Last night stopped on the way home and purchased a 1/2 mortising bit. Not gonna mortise with it, but it fit the need.

Get home, chuck it up, and hit the switch. Bearing follows the template, new and sharp, blasts thru the wood, and them into ....the template.... ??

Turns out the bearings had not been snugged down. Broke out the hex wrench, tightened the bearing and all is good.

Lesson learned: tighten new stuff. Other lesson learned: new bits rock.:dance3:


----------



## kolias (Dec 26, 2008)

You were very lucky

Nicolas


----------



## Hamlin (Dec 25, 2005)

> You were very lucky


Indeed. It's always been highly recommended to check all bearings on bits.


----------



## Bob N (Oct 12, 2004)

Dan,

I have only one question.......

Did the event cause a change of fanny covers? :jester:

Glad there was no injury and a good reminder for all of us to use caution.


----------



## CanuckGal (Nov 26, 2008)

Had the same thing happen while hand held routing. Now I always check the bearing. Frustrating way to learn that lesson


----------



## xplorx4 (Dec 1, 2008)

Good post for someone who has done more sheet rock taping, topping and floating then "routering" for the past couple months. Thanks for the reminder.


----------



## dan_house (Feb 18, 2009)

Bob said:


> Dan,
> 
> I have only one question.......
> 
> ...


Change of Fanny covers? No. But it did unleash a loooonnnnngggg string of expletives. 

I wold have assumed (first mistake) the the bearing was tight from the factory. Wrong.

My concern was for the template, and the work it was going to take to fix it.

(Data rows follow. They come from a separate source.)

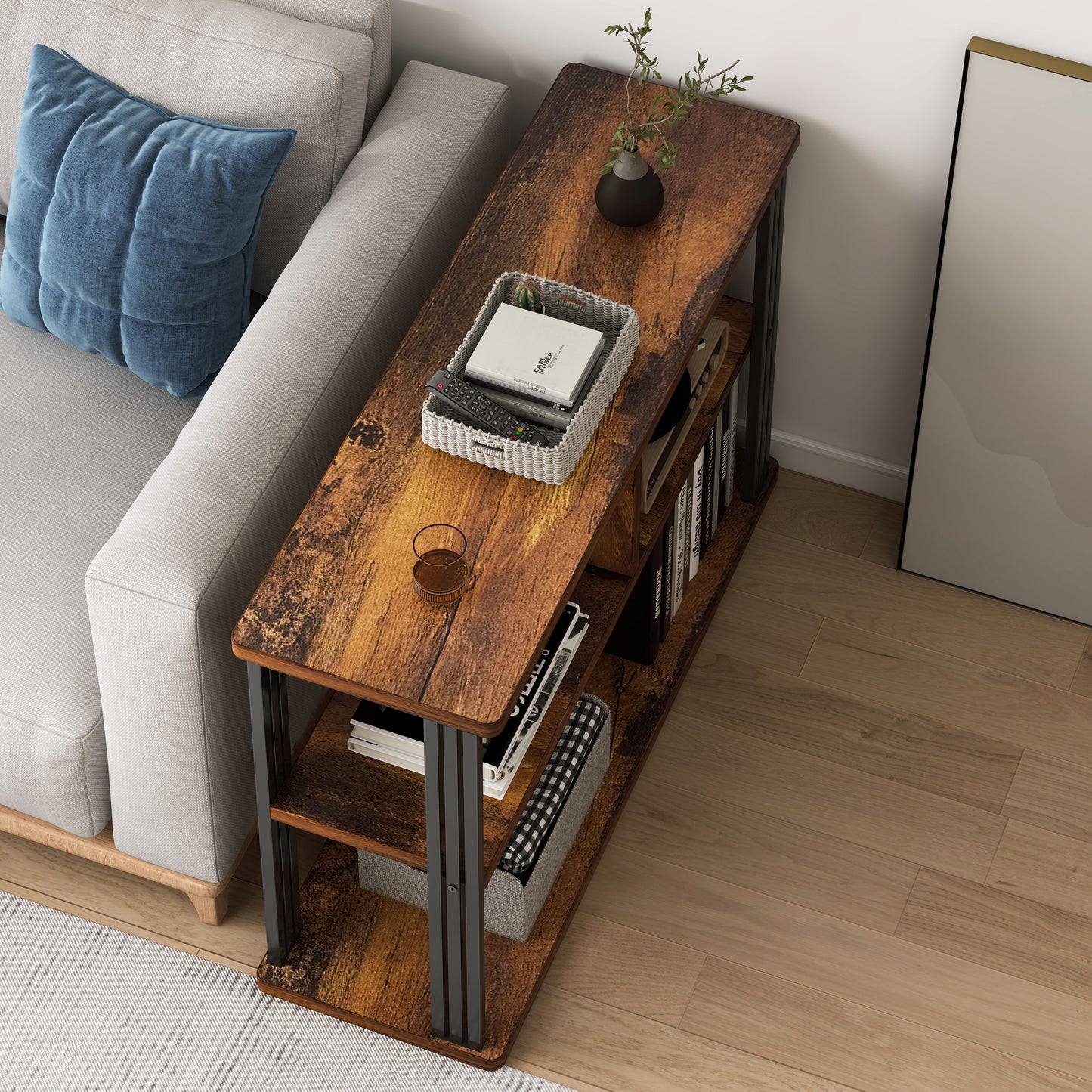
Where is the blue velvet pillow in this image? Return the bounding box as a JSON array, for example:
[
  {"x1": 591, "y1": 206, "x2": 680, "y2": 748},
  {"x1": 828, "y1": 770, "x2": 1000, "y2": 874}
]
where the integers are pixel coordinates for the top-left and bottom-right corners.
[{"x1": 0, "y1": 46, "x2": 296, "y2": 398}]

Had it dropped thru the template, work peice on grabbed the benchtop, it could have wrneched the router out of my hands, and now Ive got a drawer chnging expereicne......


----------



## Barry99 (Feb 10, 2009)

Dan, that is something I would never have thought to check for. Thank's for the heads up.

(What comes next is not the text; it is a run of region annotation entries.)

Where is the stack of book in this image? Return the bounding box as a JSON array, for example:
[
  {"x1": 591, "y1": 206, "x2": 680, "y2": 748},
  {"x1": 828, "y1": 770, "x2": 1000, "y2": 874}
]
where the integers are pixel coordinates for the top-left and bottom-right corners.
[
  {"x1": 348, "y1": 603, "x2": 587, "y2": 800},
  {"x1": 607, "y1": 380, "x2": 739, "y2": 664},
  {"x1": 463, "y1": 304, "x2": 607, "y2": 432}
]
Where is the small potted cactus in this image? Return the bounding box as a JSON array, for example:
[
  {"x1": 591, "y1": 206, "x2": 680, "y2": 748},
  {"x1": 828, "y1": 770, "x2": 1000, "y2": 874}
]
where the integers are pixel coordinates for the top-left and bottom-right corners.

DEB: I won't make fun of your weather anymore, it's suppose to drop to a record 34f tonight. Sounds like you are drooling over Dan's planer


----------



## CanuckGal (Nov 26, 2008)

Barry It's still snowing here 
If you are talking about Eric's planer...oh yeah....DROOOOOOOLLLLL! That's a beauty!


----------



## Glenmore (Sep 10, 2004)

To bad it happened to you Dan. But thanks for the reminder to always check the tightness of a bearing new or used. Could screw up your project but even worse ourselves. Also keep them clean like myself I do a lot of pine projects got some blade cleaner from my last trip to grizzly I spray mine up even when I don't see any gunk let it dry and I add a spirit of wd40 not to heavy. Keeps them turning.


----------